Freud a toujours rapporté la différence entre Ics et Pcs au fait que la représentation préconsciente est liée au langage verbal, aux « représentations de mots »*.

Ajoutons que la relation entre le préconscient et le moi est évidemment fort étroite. Il est significatif que la première fois où Freud introduit le préconscient, il l’assimile à « notre moi officiel » (2 b). Et quand, avec la deuxième topique, le moi est redéfini, bien que le système préconscient ne soit pas confondu avec le moi qui est en partie inconscient, il y est naturellement englobé. Enfin, dans l’instance du surmoi nouvellement dégagée, on peut mettre en évidence des aspects préconscients.

Que recouvre, dans le vécu du sujet et plus particulièrement dans l’expérience de la cure, la notion de préconscient ? L’exemple le plus souvent donné est celui des souvenirs non actualisés mais que le sujet peut évoquer. Plus généralement, le préconscient désignerait ce qui est implicitement présent dans l’activité mentale, sans être posé pour autant comme objet de conscience ; c’est ce que veut dire Freud quand il définit le pré-conscient comme « descriptivement » inconscient mais accessible à la conscience, alors que l’inconscient est séparé de la conscience.

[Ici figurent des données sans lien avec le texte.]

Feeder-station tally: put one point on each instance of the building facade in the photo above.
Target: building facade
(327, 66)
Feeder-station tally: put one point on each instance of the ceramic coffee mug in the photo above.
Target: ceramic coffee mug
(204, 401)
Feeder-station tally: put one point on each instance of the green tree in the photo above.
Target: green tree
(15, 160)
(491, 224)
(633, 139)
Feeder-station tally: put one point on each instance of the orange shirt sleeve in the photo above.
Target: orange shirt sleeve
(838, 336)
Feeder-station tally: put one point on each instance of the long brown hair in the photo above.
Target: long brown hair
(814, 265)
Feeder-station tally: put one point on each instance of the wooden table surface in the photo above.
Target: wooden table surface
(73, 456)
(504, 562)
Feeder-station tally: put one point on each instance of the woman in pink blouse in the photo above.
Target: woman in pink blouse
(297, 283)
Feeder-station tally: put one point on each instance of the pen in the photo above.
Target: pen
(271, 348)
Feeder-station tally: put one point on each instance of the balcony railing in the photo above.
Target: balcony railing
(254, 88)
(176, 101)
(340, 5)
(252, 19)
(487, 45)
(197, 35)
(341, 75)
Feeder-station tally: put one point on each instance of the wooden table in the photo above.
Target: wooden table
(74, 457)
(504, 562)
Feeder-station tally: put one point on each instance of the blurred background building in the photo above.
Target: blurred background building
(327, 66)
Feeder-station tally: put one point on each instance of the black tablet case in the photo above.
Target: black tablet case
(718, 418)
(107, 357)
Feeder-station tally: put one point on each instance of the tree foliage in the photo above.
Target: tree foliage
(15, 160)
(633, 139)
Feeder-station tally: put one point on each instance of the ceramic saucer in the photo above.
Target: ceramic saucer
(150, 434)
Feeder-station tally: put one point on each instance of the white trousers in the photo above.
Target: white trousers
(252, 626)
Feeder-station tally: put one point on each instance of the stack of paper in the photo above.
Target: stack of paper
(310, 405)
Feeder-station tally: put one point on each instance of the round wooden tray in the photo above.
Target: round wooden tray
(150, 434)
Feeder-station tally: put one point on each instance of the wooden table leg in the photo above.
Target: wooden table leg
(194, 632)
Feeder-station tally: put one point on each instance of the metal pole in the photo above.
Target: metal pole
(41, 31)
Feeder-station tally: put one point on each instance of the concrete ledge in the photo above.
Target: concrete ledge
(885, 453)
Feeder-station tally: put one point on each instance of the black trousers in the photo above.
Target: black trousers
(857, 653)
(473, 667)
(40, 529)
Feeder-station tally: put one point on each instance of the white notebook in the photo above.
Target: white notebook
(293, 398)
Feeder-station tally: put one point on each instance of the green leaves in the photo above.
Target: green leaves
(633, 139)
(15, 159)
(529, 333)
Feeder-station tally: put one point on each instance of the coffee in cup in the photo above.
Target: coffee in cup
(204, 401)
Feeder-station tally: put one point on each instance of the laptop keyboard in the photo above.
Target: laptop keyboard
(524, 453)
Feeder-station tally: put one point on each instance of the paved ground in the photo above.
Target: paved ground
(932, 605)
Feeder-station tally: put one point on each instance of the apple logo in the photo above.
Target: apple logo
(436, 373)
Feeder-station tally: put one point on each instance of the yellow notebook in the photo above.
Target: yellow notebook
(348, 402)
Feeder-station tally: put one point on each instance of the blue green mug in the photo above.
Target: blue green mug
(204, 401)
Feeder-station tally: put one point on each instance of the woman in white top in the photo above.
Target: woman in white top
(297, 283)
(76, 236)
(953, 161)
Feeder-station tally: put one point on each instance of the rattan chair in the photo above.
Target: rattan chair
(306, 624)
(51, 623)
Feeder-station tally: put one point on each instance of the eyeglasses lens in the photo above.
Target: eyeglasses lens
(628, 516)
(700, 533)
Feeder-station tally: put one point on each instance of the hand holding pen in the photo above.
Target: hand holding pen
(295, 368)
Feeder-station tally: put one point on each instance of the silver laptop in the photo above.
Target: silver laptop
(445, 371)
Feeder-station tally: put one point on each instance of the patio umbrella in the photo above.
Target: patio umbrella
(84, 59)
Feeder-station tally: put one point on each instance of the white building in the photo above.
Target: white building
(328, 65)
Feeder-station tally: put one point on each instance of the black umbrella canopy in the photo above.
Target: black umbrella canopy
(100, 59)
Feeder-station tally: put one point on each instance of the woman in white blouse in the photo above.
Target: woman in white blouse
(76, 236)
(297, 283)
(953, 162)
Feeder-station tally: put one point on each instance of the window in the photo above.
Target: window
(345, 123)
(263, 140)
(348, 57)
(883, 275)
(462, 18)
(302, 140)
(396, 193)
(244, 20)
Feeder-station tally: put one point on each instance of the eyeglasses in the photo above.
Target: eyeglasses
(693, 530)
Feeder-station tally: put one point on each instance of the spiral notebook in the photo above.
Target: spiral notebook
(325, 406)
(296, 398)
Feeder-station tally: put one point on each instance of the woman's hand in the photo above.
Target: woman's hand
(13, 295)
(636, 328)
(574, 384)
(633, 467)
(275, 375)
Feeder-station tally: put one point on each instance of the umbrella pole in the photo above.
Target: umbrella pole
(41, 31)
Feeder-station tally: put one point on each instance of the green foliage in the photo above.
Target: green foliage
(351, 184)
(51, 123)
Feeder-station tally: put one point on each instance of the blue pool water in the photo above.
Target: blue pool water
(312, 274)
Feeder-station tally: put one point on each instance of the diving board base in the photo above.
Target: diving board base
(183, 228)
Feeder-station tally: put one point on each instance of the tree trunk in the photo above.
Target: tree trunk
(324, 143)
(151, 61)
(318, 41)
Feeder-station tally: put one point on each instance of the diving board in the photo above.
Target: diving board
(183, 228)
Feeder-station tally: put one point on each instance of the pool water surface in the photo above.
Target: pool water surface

Dans L’inconscient (Das Unbewusste, 1915), Freud qualifie le système préconscient de « connaissance consciente » (bewusste Kenntnis) (1 c) ; ce sont là des termes significatifs qui soulignent la distinction d’avec l’inconscient : « connaissance » implique qu’il s’agit d’un certain savoir concernant le sujet et son monde personnel ; « consciente » marque que des contenus et des processus, bien que non-conscients, sont rattachés au conscient du point de vue topique.

La distinction topique se vérifie du point de vue dynamique dans la cure, notamment par ce trait sur lequel insiste D. Lagache : si l’aveu de contenus préconscients peut provoquer des réticences, que l’application de la règle de libre association est destinée à éliminer, la reconnaissance de l’inconscient se heurte à des résistances, elles-mêmes inconscientes, que l’analyse doit progressivement interpréter et surmonter (étant bien entendu que les réticences se fondent le plus souvent sur des résistances).

▲ (α) Ce mot de Freud ne semble pas très heureusement choisi. En effet, même en se tenant au seul plan de la description, et sans invoquer de distinctions topiques, on peut dégager des différences entre ce qui est préconscient et ce qui est inconscient. L’expression « inconscient au sens descriptif » désigne sans discrimination l’ensemble des contenus et des processus psychiques qu’ont en commun le seul caractère, négatif, de n’être pas conscients.

(1) Cf. Freud (S.). Das Unbewusste, 1915. – a) G.W., X, 264-5 ; S.E., XIV, 166-7 ; Pr., 92-3. – b) G.W., X, 291 ; S.E., XIV, 192 ; Fr., 139. – c) G.W., X, 265 ; S.E., XIV, 167 ; Fr., 94.

(2) Cf. Freud (S.). Aus den Anfängen der Psychoanalyse, 1887-1902, lettre du 6-12-96. – a) Ail., 185 ; Angl., 173 ; Fr., 153. – b) Ail., 186 ; Angl., 174 ; Fr., 155.